Generational ‘death sentence’: Young activists sue to stop GOP energy reforms
Children have a legal stake in climate change. After winning America’s first constitutional climate case brought by young people, the activists are now seeking a court order to roll back several of President Donald Trump’s energy policies. Their goal is to stop Trump’s orders that promote fossil fuels and hold the federal government accountable for the effects of climate change.
“Trump’s fossil fuel orders are a death sentence for my generation,” Eva Lighthiser, a 19-year-old, said in the complaint for Lighthiser v. Trump. “I am not suing because I want to, I am suing because I have to. My health, my future and my right to speak the truth are all on the line.”
In August 2025, lawyers from the Department of Justice asked U.S. District Judge Dana Christensen to toss the lawsuit. In its motion filed Aug. 4, the DOJ said the young advocates lack standing and that there is no constitutional right to energy policies. In addition, 19 states, as well as Guam, oppose this lawsuit and want the judge to dismiss it.
While the young people won their 2024 case in Montana’s state supreme court, arguing that the president’s drilling policies violated their constitutional rights, their federal case will likely prove to be a tougher battle. This year, the Supreme Court denied a similar federal climate lawsuit filed by the same nonprofit team behind the kids, Our Children’s Trust, after a decade-long legal battle.
The federal trial
A two-day hearing for the trial kicked off in a Missoula, Montana, federal courthouse last week. The children range from 7 to 24 years old. They plan to argue that Trump’s executive energy orders violated their Fifth Amendment rights.

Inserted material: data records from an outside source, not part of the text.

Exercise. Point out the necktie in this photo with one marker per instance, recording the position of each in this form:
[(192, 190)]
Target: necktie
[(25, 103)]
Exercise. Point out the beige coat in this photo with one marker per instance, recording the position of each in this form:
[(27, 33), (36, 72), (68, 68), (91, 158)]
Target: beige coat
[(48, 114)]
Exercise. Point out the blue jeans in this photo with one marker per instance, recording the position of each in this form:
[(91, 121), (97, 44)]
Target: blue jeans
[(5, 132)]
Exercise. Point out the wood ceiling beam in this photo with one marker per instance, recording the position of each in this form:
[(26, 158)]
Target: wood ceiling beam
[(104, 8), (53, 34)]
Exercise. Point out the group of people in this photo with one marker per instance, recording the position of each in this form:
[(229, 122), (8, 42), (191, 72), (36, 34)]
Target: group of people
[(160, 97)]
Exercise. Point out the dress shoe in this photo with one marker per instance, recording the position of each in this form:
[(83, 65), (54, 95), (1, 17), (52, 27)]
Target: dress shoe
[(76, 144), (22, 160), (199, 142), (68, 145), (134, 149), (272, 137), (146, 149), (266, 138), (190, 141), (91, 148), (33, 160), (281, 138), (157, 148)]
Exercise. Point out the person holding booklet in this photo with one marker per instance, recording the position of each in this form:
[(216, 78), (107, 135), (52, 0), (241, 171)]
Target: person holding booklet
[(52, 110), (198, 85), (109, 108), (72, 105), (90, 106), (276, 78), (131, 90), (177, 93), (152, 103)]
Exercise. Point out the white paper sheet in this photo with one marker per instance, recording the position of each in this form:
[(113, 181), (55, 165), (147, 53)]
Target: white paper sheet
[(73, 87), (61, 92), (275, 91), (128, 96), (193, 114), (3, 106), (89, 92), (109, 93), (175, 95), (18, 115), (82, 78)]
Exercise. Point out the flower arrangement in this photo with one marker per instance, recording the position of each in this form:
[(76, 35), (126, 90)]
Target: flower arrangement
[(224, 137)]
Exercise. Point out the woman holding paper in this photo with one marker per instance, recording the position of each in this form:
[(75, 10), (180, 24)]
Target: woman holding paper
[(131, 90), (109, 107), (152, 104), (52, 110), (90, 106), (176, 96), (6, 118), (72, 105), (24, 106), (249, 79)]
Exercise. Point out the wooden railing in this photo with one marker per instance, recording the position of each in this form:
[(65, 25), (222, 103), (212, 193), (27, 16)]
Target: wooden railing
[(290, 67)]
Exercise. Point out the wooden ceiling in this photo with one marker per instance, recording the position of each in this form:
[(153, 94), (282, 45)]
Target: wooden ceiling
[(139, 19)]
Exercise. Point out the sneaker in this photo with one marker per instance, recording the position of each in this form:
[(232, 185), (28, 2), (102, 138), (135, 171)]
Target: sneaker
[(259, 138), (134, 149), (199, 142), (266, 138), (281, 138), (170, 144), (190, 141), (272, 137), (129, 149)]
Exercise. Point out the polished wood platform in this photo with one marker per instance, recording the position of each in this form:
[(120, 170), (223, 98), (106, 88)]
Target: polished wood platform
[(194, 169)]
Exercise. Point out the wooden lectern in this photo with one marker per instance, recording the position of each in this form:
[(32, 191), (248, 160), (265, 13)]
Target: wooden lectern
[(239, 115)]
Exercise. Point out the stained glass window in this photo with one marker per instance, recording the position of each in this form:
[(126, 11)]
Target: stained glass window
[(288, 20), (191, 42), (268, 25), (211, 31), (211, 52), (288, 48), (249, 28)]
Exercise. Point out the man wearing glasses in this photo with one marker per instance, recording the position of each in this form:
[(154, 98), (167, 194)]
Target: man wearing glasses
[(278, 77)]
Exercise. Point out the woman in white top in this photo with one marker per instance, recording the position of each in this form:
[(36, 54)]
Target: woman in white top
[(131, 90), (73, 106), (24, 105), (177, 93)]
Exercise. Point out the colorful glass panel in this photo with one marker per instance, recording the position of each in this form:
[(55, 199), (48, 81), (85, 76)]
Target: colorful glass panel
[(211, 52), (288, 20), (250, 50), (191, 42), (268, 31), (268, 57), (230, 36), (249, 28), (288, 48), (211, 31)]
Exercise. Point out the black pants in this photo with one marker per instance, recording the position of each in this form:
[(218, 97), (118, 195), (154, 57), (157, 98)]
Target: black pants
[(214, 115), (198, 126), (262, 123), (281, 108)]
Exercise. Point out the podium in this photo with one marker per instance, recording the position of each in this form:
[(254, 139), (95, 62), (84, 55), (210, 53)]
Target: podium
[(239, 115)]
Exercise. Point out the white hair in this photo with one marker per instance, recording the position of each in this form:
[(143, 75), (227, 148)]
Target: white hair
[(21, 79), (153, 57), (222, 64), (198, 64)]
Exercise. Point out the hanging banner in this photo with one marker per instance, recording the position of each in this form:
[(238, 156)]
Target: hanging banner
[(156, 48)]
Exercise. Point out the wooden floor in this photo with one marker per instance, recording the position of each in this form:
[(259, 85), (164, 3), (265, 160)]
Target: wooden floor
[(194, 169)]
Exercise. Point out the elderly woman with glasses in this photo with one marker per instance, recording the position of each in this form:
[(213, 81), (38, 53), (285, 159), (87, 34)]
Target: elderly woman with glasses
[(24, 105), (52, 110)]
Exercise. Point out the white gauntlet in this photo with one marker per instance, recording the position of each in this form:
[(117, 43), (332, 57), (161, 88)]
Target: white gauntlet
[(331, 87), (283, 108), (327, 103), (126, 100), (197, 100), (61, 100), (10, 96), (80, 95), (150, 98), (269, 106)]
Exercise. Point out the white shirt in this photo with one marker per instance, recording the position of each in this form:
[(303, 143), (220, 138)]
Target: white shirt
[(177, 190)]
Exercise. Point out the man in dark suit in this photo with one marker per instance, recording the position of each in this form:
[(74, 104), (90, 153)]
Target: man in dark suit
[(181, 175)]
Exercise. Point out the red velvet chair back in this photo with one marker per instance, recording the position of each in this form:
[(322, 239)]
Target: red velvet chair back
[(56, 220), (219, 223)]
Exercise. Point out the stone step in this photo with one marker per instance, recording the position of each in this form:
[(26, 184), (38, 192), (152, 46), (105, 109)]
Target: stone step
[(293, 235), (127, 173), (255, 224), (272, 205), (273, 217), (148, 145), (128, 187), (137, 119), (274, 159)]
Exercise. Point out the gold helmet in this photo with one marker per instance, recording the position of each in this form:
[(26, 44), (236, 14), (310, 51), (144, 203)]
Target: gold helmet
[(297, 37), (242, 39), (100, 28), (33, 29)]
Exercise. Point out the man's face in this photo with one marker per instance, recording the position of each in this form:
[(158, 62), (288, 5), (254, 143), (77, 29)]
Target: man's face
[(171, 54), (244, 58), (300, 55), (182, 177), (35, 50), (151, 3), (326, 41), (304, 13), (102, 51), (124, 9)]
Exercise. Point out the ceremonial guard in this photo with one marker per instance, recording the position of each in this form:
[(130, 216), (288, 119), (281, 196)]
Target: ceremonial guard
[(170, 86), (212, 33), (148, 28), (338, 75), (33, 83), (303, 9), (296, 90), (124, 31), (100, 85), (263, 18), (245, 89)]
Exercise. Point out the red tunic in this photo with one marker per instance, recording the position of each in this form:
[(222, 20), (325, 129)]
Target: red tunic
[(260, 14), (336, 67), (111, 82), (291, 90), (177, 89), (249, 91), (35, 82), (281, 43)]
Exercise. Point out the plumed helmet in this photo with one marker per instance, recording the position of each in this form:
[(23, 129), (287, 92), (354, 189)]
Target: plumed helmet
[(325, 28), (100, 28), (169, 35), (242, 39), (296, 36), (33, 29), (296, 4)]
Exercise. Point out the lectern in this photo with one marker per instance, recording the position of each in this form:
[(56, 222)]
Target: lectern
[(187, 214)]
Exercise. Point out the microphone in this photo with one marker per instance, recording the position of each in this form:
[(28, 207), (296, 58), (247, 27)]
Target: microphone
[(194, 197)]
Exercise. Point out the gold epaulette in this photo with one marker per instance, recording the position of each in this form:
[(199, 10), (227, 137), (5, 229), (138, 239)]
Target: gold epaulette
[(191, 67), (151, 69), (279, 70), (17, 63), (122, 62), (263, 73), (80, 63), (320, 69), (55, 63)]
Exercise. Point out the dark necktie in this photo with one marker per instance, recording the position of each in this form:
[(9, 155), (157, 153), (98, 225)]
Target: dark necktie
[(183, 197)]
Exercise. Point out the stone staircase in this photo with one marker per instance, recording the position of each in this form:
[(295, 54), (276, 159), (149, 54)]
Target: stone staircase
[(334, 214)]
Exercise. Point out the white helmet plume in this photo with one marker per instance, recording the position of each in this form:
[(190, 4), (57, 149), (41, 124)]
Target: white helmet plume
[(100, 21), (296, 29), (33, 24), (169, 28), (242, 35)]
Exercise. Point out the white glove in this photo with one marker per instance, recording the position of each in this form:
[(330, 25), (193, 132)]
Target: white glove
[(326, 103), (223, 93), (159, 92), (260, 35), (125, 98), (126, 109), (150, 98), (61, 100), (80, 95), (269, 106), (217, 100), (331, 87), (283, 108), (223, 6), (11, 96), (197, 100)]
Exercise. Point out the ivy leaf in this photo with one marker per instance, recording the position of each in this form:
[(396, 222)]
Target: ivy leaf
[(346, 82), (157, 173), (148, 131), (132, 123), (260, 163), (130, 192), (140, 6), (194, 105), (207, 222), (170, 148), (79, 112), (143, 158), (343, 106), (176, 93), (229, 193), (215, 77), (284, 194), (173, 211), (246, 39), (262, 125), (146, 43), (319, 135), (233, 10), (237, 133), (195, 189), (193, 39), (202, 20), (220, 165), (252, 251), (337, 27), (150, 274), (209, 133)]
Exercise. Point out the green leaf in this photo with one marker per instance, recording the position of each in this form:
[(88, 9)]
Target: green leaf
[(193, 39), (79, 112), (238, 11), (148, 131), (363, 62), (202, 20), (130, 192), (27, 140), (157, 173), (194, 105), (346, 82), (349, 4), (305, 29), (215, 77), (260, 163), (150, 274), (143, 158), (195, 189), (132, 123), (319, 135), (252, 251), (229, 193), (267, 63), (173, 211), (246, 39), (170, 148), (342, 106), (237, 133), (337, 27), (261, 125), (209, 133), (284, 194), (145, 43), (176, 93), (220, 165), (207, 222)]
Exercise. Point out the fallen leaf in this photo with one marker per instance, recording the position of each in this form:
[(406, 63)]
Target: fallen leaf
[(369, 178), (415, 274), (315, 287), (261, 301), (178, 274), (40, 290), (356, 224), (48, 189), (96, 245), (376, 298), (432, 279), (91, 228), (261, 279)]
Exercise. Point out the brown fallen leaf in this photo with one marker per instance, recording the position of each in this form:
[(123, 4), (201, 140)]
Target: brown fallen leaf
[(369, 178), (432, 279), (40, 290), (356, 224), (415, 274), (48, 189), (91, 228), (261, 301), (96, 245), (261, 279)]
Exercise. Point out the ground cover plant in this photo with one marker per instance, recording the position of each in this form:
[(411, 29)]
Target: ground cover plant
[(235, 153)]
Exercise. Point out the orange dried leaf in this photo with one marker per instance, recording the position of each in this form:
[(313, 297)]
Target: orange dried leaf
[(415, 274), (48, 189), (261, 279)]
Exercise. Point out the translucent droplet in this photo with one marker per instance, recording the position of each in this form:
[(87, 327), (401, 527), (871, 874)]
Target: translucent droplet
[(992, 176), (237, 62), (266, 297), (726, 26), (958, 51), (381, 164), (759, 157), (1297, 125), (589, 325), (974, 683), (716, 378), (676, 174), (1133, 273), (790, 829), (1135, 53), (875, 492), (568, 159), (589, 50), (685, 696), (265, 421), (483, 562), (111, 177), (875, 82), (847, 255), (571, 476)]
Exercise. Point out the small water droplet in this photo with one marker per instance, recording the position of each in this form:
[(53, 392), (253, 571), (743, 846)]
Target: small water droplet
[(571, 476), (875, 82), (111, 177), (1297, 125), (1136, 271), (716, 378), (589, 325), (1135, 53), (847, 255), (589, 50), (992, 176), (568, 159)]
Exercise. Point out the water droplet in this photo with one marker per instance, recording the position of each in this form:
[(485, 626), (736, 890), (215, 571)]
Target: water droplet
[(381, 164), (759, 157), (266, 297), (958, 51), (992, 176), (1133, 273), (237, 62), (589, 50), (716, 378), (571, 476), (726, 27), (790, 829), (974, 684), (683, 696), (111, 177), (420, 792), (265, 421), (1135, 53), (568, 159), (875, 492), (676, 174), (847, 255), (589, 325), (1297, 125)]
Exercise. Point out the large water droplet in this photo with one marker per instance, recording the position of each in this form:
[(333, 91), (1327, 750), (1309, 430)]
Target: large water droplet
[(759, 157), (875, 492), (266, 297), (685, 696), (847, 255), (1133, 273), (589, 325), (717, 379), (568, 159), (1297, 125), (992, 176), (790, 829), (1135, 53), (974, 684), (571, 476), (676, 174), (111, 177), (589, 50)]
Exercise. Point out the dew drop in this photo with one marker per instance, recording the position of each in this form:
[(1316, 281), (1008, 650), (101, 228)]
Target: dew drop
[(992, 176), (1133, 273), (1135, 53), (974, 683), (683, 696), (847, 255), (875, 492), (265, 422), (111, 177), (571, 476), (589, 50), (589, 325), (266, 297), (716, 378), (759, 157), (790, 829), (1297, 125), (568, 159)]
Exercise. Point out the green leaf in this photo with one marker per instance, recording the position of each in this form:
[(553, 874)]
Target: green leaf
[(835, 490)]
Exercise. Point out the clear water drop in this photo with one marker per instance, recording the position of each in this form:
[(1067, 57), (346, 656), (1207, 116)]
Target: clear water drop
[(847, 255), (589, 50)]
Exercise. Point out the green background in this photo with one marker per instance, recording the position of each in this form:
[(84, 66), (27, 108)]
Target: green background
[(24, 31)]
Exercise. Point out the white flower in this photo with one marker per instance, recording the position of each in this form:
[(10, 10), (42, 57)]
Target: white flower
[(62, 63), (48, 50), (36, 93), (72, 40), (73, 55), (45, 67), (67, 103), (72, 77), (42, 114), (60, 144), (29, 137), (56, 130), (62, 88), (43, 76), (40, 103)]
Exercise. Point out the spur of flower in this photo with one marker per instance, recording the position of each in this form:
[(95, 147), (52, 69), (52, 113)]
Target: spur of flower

“We’re seeing, especially when we’re talking about the fight for climate change, we are really seeing youth voices leading that charge,” Diana Imbert-Hodges, who runs Defying Legal Gravity, told Straight Arrow News.
Her nonprofit, a David Prize winner, teaches high school kids from low-income households about America’s legal system.
The 22 plaintiffs aim to show that Republicans violated their constitutional rights by accelerating global warming. According to The Associated Press, the plaintiffs plan to include testimony from a 19-year-old on the harms of wildfire smoke, a 17-year-old to speak about Trump’s role in her inability to ride an electric bus to school, and a 20-year-old Oregon woman being at risk of hurricanes and wildfires while attending college in Florida.
“Students can be able to bring litigation if necessary on the things that they really believe in to create the world that they want to see in the future,” Imbert-Hodges said. “And there’s no one else I put more faith in.”
First constitutional climate case brought by kids
Last year, the young environmental activists won in state court in Held v. Montana, where the historic ruling struck down a provision in the Montana Environmental Policy Act that limited consideration of climate impact in fossil fuel projects.
This was also the nation’s first constitutional climate case to go to trial, brought by children, according to Our Children’s Trust.
“In March 2020, 16 young Montanans courageously filed a lawsuit against their state, challenging laws and policies that promote fossil fuel development, accelerate the climate crisis, and inflict direct harm on their health and futures,” a July 2025 press release from the Our Children’s Trust said. “These laws, they argued, violate their constitutional rights to a clean and healthful environment, life, dignity, and freedom. The youth plaintiffs brought their claims to court to demand protection of their fundamental rights.”
In December 2024’s landmark decision, the Montana Supreme Court ruled that the state’s constitution includes a right to a stable climate, which includes future climate considerations and generations.
“Montana’s right to a clean and healthful environment and environmental life support system includes a stable climate system,” the court wrote, “which is clearly within the object and true principles of the Framers’ inclusion of the right to a clean and healthful environment.”
While Montana’s case applied the state’s constitutional framework, the federal case will face a tougher legal hurdle since the U.S. Constitution does not explicitly cite environmental protections in the same way that Montana’s Constitution does. The plaintiffs are focusing on a broader argument citing the Constitution’s “life and liberty” protections for their federal case.
“I’m interested to see sort of the creative arguments that will be made,” Imbert-Hodges said. “I don’t think it’s impossible, but I do think that it will be a much bigger hurdle because it is not clearly written. You’ll have to do some creative lawyering. But if anyone can do it, I do believe that the youth will be very creative in being able to sort of make these arguments.”
If the young advocates win their case, a favorable ruling could hold the federal government accountable for harms done to the environment, especially those that involve fossil fuels. It could also pave the way for more climate lawsuits similar in nature.